BugHerd provides a good and stable browser extension, which allows its users to provide visual feedback. If you like the kanban style of task management (like Trello), then you will love BugHerd. It provides an intuitive interface for task management, and a lot of options within the tasks for customization.
If you prefer an issue-tracking approach (like JIRA and Bugzilla), then BugHerd is not for you. Also, the first run experience, where a user is forced to enter a website URL and enter an issue before he can see his project, has definite scope for improvement.
Usersnap is another useful tool for visual feedback, more specifically tailored towards end-users of the real application. Once again, I found that their task manager has all of the required information, and lots of customization options to assign actionable items among the delivery team.
With Usersnap however, it takes a while to first take the screenshot, and then send the screenshot back to the parent application. And of course, if you are planning to use a visual feedback tool during development (as opposed to post-production), then you are better off with either of the first three tools. Usersnap is good for getting end users' feedback. Its workflows are otherwise complex and time-consuming for collecting feedback during development.
Pick any of the above tools, and they will help you to cut down your time-to-market. All of the above tools provide a common platform to collect visual feedback and manage this feedback within your delivery teams. While TrackDuck, zipBoard and BugHerd are ideal for collecting feedback on web products during development, Usersnap is more suited for the post-production phase. I have summarized the feature list of these products in the below table.

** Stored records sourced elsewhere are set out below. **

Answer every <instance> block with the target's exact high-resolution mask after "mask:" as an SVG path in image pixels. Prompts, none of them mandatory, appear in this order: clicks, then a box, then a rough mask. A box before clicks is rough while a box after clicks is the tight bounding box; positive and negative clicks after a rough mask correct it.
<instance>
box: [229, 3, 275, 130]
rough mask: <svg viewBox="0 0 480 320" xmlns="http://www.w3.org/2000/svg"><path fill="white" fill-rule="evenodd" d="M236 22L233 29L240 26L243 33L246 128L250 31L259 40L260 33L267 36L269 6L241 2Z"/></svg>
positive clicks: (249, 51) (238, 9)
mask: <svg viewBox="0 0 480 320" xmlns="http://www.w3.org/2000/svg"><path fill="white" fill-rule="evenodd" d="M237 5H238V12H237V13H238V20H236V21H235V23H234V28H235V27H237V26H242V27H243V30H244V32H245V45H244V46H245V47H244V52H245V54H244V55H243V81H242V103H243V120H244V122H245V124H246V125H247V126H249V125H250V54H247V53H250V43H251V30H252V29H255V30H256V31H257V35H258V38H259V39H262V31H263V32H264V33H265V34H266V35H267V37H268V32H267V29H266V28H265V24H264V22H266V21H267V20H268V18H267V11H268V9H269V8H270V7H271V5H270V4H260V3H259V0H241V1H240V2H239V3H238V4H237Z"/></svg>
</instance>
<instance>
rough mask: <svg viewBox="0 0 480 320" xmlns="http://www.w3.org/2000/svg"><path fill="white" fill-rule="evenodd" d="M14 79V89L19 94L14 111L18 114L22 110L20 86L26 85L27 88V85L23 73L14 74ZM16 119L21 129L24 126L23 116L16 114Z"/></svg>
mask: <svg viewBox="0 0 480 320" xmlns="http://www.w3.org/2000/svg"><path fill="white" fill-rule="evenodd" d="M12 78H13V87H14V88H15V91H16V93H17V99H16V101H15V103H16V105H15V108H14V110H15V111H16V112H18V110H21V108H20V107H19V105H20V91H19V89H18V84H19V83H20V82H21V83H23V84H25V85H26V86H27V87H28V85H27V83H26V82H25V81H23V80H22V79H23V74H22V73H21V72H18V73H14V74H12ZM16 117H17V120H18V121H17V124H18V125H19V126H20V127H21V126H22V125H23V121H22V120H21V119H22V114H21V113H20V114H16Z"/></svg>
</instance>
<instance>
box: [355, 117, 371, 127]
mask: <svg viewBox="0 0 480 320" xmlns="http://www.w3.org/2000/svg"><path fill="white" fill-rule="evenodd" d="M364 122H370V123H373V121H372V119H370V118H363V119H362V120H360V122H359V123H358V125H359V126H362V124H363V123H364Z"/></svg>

All of the above tools are very powerful, and are capable of providing real-time updates and user notifications. If you love Trello style of task-management (kanban), then use BugHerd, and if you love JIRA or BugZilla, use zipBoard.
TrackDuck, although being the most technologically advanced in its features, does need a little bit of a user-experience overhaul to make it more intuitive and user-friendly.
And lastly on pricing, all of the four tools either offer a free-trial or a free version. While zipBoard allows one free project for eternity, all other tools offer a limited day trial version. Interestingly enough, the paid plans for zipBoard and TrackDuck are based on the number of projects, whereas for BugHerd and Usersnap, it is based on the number of collaborators. The difference in pricing structure might be another factor that could help you pick your ideal tool.